Seagate, working alongside the Ministry of Domestic Trade, traced suspicious online offers to a warehouse near Kuala Lumpur.
The raid uncovered a counterfeiting workshop that not only handled its own hard drives but also those from Western Digital and Toshiba.
Discovery of altered storage devices
This is not the first time old Seagate HDDs have been modified and sold as new. The Chia cryptocurrency case and other reports show Seagate drives are susceptible to counterfeiting.
In this latest case, nearly 700 Seagate units, some with capacities reaching 18TB, were seized.
Evidence suggests that devices were taken from the secondary market, scrubbed clean, fitted with new labels, and then sold as though they were fresh from the factory.
A striking case involved a desktop HDD being converted into a so-called “new” surveillance HDD, highlighting the deceptive practices being used.
The operation came to light when a sales manager noticed unusually low prices on e-commerce sites such as Lazada and Shopee.
Further investigation showed that the fraudsters reset SMART values to mask the age and use of the drives.
Reports indicate that the sales volume was large, with thousands of US dollars being generated each month.
Many of these products were listed as high-capacity options, making them attractive to customers seeking affordable storage, whether in desktop systems, portable HDD setups, or NAS HDD configurations.
Seagate believes the used equipment may have originated in China, although tracing the precise supply chain remains difficult.
The challenge now lies in finding out how large the network is and who is ultimately responsible for channeling used parts into counterfeit goods.
The raid demonstrates that organized groups are capable of reshaping the appearance of drives so effectively that unsuspecting buyers may only realize the problem once failures occur.

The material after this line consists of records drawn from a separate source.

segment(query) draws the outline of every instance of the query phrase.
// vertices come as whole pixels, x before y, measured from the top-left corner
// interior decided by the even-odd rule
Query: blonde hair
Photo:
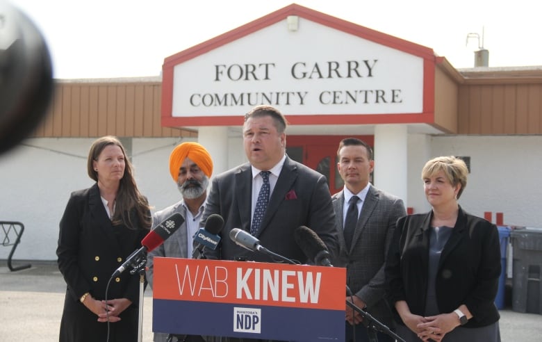
[[[130,159],[126,155],[124,147],[120,142],[117,137],[113,136],[106,136],[99,138],[95,140],[88,152],[88,158],[87,160],[87,172],[88,177],[92,179],[98,181],[98,172],[94,170],[93,162],[98,160],[101,152],[108,145],[115,145],[120,147],[122,154],[124,156],[124,174],[120,179],[119,191],[117,194],[116,210],[113,217],[113,225],[120,225],[124,223],[131,229],[136,229],[136,222],[133,219],[133,211],[139,220],[140,223],[145,229],[150,229],[152,224],[150,210],[151,206],[149,202],[140,193],[138,186],[136,184],[136,179],[133,177],[133,167],[130,162]]]
[[[468,174],[467,165],[463,160],[454,156],[434,158],[427,161],[422,169],[422,179],[430,178],[441,170],[444,172],[452,186],[455,186],[457,184],[461,184],[461,187],[457,193],[457,198],[459,199],[467,186],[467,176]]]

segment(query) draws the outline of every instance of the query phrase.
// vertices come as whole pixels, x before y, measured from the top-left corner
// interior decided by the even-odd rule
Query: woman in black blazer
[[[500,341],[493,304],[500,275],[497,227],[457,203],[466,165],[453,156],[422,171],[432,210],[400,218],[386,266],[397,332],[414,341]]]
[[[151,227],[150,208],[116,138],[92,144],[87,168],[96,184],[72,193],[60,224],[56,254],[67,288],[59,341],[108,336],[109,342],[133,342],[138,341],[140,277],[127,271],[111,277],[141,247]]]

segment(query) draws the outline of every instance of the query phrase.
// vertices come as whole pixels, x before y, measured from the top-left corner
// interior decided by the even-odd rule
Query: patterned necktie
[[[268,208],[269,202],[269,174],[270,171],[262,171],[260,175],[263,179],[263,185],[261,186],[260,193],[258,194],[258,200],[256,202],[254,208],[254,215],[252,218],[252,225],[250,226],[250,234],[254,236],[258,236],[258,231],[261,221],[263,220],[263,214],[265,213],[265,209]]]
[[[348,202],[348,211],[346,212],[346,218],[345,219],[345,242],[348,249],[350,249],[352,241],[354,238],[354,231],[356,230],[356,225],[358,224],[358,200],[359,197],[352,196]]]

In response, Seagate has strengthened its partner program, demanding that distributors commit to sourcing exclusively from authorized suppliers.

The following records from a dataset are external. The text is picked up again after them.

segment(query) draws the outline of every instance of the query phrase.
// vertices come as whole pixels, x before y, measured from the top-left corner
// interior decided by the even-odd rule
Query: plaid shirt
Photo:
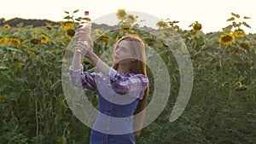
[[[87,72],[80,69],[73,70],[70,67],[70,81],[78,87],[86,88],[98,92],[97,86],[102,78],[109,78],[112,89],[119,95],[127,95],[131,97],[143,99],[148,78],[143,74],[128,73],[121,76],[114,69],[110,68],[108,75],[104,76],[102,72]]]

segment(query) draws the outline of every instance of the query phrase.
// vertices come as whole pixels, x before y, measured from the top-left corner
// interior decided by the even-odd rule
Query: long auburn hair
[[[139,38],[138,37],[135,37],[135,36],[122,37],[116,43],[116,45],[113,49],[113,55],[114,55],[119,43],[123,40],[138,42],[140,43],[140,45],[137,46],[137,48],[136,48],[137,49],[135,49],[135,51],[137,51],[137,55],[138,57],[138,60],[134,61],[134,64],[132,65],[130,72],[134,73],[134,74],[142,73],[144,76],[147,76],[145,46],[144,46],[143,40],[141,38]],[[114,59],[113,55],[113,58]],[[115,70],[118,70],[119,65],[113,64],[113,68]],[[139,103],[134,112],[134,115],[141,112],[140,114],[137,114],[136,117],[133,117],[133,125],[132,126],[133,126],[133,130],[135,130],[135,132],[133,133],[135,136],[140,135],[141,130],[143,125],[143,121],[144,121],[144,117],[145,117],[145,110],[144,109],[145,109],[147,102],[148,102],[148,91],[149,91],[148,87],[149,86],[148,85],[148,87],[146,88],[146,89],[144,91],[143,99],[139,101]]]

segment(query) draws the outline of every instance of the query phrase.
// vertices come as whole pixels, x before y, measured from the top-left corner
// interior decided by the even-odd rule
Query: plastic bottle
[[[90,38],[90,29],[91,29],[91,20],[89,17],[89,11],[84,12],[84,17],[80,20],[80,27],[84,29],[85,34],[79,37],[79,41],[83,41],[83,43],[86,45],[89,44],[89,40]]]

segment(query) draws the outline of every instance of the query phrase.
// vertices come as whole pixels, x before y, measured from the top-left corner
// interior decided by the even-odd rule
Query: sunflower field
[[[78,10],[73,13],[78,12]],[[69,12],[66,12],[69,14]],[[113,31],[93,29],[94,50],[101,55],[125,35],[140,37],[148,49],[154,49],[166,63],[172,89],[160,115],[136,137],[138,144],[253,144],[256,141],[256,34],[239,14],[219,32],[202,32],[195,21],[183,30],[178,21],[163,20],[158,30],[140,26],[137,16],[119,9]],[[89,143],[90,129],[73,113],[61,85],[63,57],[74,36],[78,19],[65,17],[59,26],[33,27],[22,23],[0,27],[0,143]],[[147,30],[147,31],[146,31]],[[180,86],[178,64],[162,37],[178,37],[186,45],[193,64],[194,84],[183,114],[169,122]],[[172,48],[178,50],[179,44]],[[111,64],[111,56],[104,60]],[[157,62],[157,61],[155,61]],[[83,60],[87,70],[94,66]],[[161,69],[160,69],[161,71]],[[150,85],[154,77],[148,72]],[[86,91],[87,92],[87,91]],[[154,88],[150,87],[150,94]],[[97,106],[97,97],[88,92]]]

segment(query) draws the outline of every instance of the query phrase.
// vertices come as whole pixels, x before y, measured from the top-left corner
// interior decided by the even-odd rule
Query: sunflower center
[[[126,14],[125,12],[120,12],[120,13],[119,13],[119,15],[120,15],[121,17],[124,17],[125,14]]]

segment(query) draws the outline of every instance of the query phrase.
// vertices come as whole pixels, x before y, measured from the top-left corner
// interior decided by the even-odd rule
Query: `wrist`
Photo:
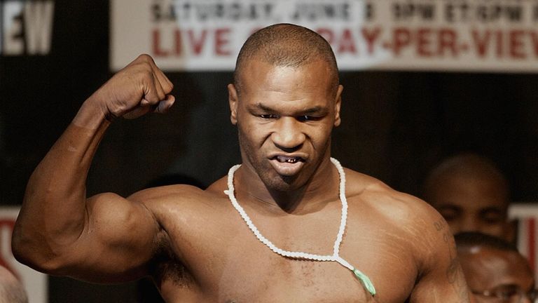
[[[111,121],[107,118],[103,107],[92,95],[82,104],[76,115],[73,119],[73,123],[77,126],[97,129],[104,124],[108,126]]]

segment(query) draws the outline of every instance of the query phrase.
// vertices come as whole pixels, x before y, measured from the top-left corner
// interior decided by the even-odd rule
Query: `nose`
[[[527,295],[522,295],[518,303],[534,303],[535,301],[530,299]]]
[[[479,220],[473,215],[464,214],[460,224],[460,231],[480,231]]]
[[[303,132],[300,121],[294,117],[284,116],[275,122],[271,139],[280,149],[291,152],[301,147],[306,135]]]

Global Trade Screening is being emphasized as a mechanism to block purchases from companies that appear on sanctions lists.

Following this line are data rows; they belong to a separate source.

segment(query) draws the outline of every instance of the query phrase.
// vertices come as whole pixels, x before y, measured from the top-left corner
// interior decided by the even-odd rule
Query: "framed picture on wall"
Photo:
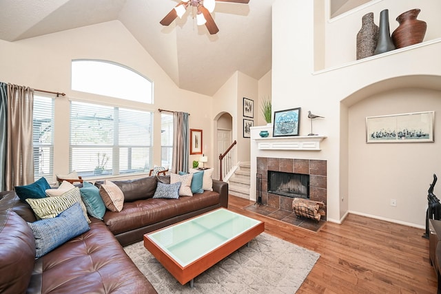
[[[300,107],[274,112],[273,137],[298,136]]]
[[[202,129],[190,129],[190,155],[202,154]]]
[[[243,116],[253,118],[254,117],[254,101],[243,97]]]
[[[254,125],[254,121],[249,119],[243,119],[243,138],[251,137],[251,127]]]
[[[433,142],[434,121],[435,112],[367,117],[366,142]]]

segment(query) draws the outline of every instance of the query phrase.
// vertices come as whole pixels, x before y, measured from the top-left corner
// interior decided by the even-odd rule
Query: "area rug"
[[[144,248],[124,247],[158,293],[294,293],[320,254],[263,233],[194,278],[181,285]]]

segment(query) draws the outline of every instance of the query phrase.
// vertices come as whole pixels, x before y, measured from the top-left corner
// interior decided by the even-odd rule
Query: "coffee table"
[[[183,285],[265,231],[265,222],[220,208],[144,235],[144,246]]]

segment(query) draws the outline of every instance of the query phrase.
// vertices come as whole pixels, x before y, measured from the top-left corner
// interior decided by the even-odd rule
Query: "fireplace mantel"
[[[325,136],[255,138],[260,150],[317,150]]]

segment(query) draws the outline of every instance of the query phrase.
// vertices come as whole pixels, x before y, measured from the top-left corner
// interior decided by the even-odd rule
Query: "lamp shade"
[[[175,7],[174,10],[176,11],[176,14],[178,14],[180,19],[181,19],[182,16],[185,13],[185,7],[182,4]]]
[[[204,14],[203,14],[202,13],[199,13],[199,12],[198,12],[198,14],[196,14],[196,23],[197,23],[197,25],[203,25],[205,24],[206,22],[207,22],[207,20],[204,17]]]

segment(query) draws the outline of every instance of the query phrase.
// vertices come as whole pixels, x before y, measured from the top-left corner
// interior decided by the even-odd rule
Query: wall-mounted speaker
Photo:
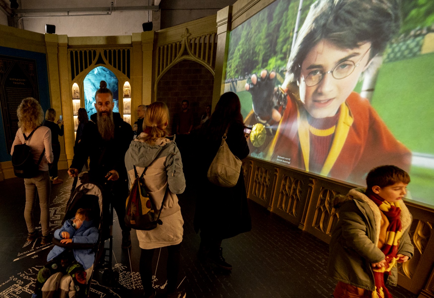
[[[54,34],[56,33],[56,26],[54,25],[45,24],[45,33]]]
[[[141,24],[141,26],[143,27],[143,31],[152,31],[154,26],[152,22],[147,22]]]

These steps are designed to reduce the chances of counterfeit drives entering legitimate markets, although it remains to be seen whether this will make a lasting difference.
The discovery is not isolated. Other brands have been affected, as shown by counterfeit UnionSine external devices circulating on Amazon’s marketplace without effective intervention.
Despite alerts, sales continued, and this shows how porous the global distribution chain has become.
For buyers, the risks associated with unusually cheap listings remain, and unless enforcement intensifies, counterfeit devices may continue to slip through unchecked channels.